Initiation au ski dans l’anthropocène finissant

mercredi 26 février 2020 Commentaires fermés sur Initiation au ski dans l’anthropocène finissant

Mi-février, la montagne a son costume de juin. Le temps au beau fixe finit par coller sur le paysage une couche d’irréalité. Asthmes et virus variés aidant, l’assez mal nommé écobuage (en fait, c’est aujourd’hui un brûlis sur pied des broussailles et arbustes, voir cet article de wikipedia) combiné à l’inversion de température rend l’air irrespirable, la fumée s’étale en bandes horizontales en dessous desquelles la moins visible pollution automobile et chauffagière exerce ses effets. Les petits sont là, cinq et trois ans, plus tard ils chausseront les skis de randonnée dans une forme ou une autre, mais pour l’instant il revient aux grands-parents de leur faire franchir quelques étapes préliminaires : monter en canard ou escalier, glisser, tourner, s’arrêter. On pourrait sans doute s’en passer, mais les monitrices et moniteurs retraités mobilisés pour cette semaine d’affluence ont quelques techniques pédagogiques qui nous feront gagner du temps. On s’embarque donc pour 30 km en voiture puisque les endroits où habiter agréablement sont assez loin de ceux que les stations ont occupés et histoire d’ajouter nos particules fines à nous à celles déjà présentes. Le petiot s’endort, sa tête abandonnée valse dans le siège bébé et à l’arrivée, il trouve à son goût la quasi-fraîcheur et poursuit sa sieste. La montagne est brune et poussiéreuse, rayée de lignes blanches légèrement obliques, appelées pistes. Comme l’isotherme 0° C nocturne est à 3500 m certaines nuits, les canons à neige sont au chômage technique et des tracteurs tirent de grosses carrioles remplies de neige venue des hauteurs et les déversent pour que les dameuses les étalent sur les pistes. Dans les régions plus riches, des hélicoptères s’en chargent et aux pays de l’or noir, on réfrigère directement le désert. Le parking est plein et le petiot dort toujours.

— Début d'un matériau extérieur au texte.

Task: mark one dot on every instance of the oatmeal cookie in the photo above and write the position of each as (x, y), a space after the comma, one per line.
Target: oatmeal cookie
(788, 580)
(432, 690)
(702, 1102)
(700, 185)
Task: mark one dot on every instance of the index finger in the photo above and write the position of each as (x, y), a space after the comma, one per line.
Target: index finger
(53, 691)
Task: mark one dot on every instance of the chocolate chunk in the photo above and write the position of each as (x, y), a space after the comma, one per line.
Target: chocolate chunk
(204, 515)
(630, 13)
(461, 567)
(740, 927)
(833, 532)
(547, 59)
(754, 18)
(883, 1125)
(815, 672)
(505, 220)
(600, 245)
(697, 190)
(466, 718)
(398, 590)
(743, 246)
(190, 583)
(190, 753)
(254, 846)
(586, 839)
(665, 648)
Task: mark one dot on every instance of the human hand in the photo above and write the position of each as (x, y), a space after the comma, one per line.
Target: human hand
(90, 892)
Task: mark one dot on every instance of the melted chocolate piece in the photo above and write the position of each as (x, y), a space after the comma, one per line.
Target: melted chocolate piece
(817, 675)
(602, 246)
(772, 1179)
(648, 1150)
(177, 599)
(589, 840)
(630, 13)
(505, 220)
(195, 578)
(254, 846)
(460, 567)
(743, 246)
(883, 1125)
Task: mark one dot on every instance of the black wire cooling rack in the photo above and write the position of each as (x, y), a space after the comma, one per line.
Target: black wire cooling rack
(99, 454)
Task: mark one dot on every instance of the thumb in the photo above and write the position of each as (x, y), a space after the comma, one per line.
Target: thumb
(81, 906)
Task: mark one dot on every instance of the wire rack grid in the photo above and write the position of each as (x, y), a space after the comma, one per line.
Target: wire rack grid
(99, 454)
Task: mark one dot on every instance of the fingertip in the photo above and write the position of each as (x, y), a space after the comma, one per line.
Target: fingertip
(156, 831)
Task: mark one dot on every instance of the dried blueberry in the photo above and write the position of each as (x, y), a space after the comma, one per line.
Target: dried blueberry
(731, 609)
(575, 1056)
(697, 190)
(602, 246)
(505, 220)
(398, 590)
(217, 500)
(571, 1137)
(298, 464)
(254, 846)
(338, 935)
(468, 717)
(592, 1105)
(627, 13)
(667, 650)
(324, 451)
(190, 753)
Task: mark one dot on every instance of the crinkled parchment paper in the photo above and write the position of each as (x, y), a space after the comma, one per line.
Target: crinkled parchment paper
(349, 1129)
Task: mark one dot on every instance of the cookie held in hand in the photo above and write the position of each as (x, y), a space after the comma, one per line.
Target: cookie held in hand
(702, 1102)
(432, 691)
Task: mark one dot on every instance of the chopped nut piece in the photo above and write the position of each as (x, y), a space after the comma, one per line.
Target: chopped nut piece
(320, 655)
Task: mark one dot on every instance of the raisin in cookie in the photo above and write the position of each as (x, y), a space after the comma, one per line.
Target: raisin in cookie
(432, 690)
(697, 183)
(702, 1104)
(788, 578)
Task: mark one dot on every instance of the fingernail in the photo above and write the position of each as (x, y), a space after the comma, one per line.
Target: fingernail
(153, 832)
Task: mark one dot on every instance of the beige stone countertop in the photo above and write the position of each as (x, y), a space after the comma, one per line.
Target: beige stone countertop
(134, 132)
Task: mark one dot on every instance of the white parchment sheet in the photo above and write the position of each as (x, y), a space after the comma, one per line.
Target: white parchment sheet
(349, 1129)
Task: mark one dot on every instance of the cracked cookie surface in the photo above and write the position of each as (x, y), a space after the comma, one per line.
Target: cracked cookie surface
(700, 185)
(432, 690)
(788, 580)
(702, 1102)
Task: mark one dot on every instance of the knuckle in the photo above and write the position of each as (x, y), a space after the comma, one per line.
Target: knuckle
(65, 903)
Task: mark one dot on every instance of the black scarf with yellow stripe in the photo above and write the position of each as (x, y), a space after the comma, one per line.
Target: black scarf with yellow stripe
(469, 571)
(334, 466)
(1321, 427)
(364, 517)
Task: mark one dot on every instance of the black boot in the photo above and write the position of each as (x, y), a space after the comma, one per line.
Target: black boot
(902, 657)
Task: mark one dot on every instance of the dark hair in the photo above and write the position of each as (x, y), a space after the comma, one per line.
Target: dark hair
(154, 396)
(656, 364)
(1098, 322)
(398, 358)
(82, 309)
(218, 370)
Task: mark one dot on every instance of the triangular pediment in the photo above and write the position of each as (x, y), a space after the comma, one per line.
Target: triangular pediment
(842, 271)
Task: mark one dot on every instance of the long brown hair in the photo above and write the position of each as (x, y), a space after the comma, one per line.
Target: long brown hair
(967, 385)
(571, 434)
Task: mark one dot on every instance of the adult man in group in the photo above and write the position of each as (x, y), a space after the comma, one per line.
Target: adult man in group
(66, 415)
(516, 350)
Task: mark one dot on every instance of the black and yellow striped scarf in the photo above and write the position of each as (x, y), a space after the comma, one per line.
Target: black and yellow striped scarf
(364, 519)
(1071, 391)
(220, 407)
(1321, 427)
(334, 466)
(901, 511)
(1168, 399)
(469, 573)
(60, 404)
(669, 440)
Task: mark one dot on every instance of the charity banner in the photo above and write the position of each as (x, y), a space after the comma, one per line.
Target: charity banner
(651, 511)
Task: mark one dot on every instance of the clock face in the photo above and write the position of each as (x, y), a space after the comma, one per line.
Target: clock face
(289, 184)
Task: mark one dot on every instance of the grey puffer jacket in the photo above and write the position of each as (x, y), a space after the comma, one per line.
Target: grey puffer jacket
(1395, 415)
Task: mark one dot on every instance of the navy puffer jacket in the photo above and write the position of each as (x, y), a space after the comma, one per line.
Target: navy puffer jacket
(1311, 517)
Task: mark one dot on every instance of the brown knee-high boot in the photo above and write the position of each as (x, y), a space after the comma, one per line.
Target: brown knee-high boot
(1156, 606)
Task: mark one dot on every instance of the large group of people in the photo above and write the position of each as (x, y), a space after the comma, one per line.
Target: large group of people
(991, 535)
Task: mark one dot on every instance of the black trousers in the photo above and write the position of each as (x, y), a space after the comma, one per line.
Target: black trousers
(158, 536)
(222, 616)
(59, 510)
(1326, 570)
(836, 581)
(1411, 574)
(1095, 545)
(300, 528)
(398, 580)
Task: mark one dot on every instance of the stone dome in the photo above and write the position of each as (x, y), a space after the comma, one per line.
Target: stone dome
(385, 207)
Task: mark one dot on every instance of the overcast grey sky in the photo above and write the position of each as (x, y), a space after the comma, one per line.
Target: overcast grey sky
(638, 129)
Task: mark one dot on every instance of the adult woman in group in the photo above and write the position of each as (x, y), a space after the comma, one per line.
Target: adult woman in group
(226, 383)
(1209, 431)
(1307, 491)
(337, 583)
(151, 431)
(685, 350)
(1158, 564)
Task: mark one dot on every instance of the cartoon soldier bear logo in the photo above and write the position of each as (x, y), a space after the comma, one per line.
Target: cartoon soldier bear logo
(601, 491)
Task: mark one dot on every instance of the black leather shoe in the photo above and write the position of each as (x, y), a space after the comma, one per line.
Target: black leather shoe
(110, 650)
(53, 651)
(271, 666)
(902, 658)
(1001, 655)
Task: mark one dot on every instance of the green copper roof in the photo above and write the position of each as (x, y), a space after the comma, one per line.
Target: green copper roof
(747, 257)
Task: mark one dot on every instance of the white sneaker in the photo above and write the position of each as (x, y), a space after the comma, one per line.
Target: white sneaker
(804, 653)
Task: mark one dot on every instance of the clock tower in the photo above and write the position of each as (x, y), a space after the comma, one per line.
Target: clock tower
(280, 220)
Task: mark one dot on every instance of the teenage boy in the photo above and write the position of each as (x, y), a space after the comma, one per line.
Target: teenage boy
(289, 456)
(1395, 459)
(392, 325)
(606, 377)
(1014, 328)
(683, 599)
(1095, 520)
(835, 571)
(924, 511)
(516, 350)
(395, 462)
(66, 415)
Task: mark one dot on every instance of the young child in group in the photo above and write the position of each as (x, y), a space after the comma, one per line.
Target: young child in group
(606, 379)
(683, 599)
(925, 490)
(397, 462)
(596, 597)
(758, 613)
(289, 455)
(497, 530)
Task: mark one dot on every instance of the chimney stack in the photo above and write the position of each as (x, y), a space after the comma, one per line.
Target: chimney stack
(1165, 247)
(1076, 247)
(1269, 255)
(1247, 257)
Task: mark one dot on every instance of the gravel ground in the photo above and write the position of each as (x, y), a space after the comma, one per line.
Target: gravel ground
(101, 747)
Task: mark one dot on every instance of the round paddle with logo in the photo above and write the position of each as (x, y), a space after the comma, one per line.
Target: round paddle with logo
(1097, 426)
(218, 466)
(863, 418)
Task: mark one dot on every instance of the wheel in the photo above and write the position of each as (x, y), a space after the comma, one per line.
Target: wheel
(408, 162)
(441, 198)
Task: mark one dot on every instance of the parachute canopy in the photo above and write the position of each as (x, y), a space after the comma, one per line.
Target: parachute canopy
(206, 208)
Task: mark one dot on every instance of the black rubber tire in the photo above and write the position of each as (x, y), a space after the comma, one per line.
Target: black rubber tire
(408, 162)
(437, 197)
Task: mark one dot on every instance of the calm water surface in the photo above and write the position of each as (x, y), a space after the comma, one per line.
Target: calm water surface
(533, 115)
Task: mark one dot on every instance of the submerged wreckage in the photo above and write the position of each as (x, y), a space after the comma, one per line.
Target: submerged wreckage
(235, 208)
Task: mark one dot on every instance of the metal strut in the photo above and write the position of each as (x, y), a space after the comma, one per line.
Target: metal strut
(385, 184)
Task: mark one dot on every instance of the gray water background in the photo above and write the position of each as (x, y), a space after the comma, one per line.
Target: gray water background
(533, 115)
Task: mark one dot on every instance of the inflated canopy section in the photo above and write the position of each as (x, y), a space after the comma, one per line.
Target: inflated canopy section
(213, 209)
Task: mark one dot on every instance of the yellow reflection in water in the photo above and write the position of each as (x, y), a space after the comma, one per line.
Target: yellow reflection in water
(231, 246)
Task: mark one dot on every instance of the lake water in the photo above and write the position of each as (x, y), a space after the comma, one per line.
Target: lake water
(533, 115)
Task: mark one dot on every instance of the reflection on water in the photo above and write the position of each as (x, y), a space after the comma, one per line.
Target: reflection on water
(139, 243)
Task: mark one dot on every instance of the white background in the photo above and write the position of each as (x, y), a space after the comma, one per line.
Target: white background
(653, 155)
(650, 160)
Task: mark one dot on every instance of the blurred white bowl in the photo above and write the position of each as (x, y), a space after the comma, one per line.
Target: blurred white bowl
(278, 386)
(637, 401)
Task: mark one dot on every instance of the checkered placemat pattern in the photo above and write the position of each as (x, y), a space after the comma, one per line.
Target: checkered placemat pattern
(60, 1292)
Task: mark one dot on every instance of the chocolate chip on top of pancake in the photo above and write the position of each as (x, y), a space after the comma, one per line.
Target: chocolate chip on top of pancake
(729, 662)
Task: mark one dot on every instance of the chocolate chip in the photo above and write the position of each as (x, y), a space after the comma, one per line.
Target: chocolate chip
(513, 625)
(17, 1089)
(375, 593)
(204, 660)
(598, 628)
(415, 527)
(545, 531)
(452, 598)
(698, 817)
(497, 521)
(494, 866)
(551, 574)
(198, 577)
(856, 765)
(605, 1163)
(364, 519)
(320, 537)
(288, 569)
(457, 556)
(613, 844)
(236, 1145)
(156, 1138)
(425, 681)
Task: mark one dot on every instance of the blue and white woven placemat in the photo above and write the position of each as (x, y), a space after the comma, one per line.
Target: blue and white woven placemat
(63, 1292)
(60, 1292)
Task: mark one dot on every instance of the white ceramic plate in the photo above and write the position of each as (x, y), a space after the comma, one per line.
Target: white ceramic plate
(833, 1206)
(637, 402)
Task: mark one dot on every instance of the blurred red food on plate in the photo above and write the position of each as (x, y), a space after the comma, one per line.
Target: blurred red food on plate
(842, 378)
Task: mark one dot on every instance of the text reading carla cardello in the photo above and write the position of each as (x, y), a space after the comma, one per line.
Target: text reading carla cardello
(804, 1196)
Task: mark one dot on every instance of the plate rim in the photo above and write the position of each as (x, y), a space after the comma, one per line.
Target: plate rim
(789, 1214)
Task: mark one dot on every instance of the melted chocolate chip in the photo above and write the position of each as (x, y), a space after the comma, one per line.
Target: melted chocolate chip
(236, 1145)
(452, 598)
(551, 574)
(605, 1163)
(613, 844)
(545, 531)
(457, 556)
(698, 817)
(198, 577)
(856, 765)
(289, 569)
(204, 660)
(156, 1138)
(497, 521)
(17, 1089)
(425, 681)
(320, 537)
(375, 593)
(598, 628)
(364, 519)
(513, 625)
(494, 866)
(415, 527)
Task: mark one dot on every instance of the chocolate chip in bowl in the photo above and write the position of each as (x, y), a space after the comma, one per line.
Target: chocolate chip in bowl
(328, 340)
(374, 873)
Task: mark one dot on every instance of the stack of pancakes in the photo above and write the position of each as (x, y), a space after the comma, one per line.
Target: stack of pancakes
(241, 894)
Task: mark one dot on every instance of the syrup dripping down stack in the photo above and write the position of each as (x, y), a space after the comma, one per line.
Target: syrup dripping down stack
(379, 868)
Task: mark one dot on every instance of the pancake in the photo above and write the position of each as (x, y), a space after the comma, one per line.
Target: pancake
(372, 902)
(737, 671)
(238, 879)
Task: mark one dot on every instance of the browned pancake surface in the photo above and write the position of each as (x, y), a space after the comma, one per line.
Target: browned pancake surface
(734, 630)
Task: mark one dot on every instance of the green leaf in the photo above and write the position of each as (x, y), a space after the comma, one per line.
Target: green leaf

On se sépare en deux équipes, une attendant le réveil du petiot et l’autre amenant le grand au début du cours des pioupious. Il ne s’agit pas des braves du 17e qui refusèrent en 1907 de tirer sur les vignerons en colère. Le grand est un peu grand pour les pioupious mais pas tout à fait assez expérimenté pour les oursons ou un autre groupe, je ne me souviens plus. L’école de ski français (on notera que c’est le ski lui-même qui est français et non l’école) a multiplié les niveaux et les diplômes là où le flocon, lui-même récent, précédait seul la première étoile. Le petiot finit pas se réveiller et c’est là que nous découvrons que le cours ne peut pas être rejoint en marche, un primo-arrivant pas au niveau, ça va freiner les autres. On lui réserve un cours particulier pour le lendemain, et on se relaye en moniteurices improvisées pour le reste. Le reste ce sera le tapis, où le forfait est gratuit pour les moins de cinq ans, mais une carte RFID doit cependant être achetée gratuitement pour raison de portillon automatique et traçage des petiots. Non, ça, ce n’est pas vrai, ils n’ont pas encore pensé à exploiter ces données, ni à implanter des écrans d’images animées vantant des glaces dans le tunnel transparent du tapis. Tout ça se fait dans la bonne humeur, car le vrai centre économique, c’est le café-bar, bières, crêpes, serveureuses sympathiques et efficaces.

On repart pour 30 km dans l’autre sens. Ça discute ferme à l’arrière dans un mélange de français, d’anglais et d’argot enfantin assez pipicacaesque. Le soir on a promis pizze ou crèpes. Ce sera pizze et glaces aux bonbons Haribo, les inhibitions vacillent. On parle de coronavirus (COVID-19 pour les intimes) et comme les petits nous ont contaminés avec leurs rhino-pharyngites, on tousse ferme, sous le regard méfiant des autres dineurs prêts à nous confiner.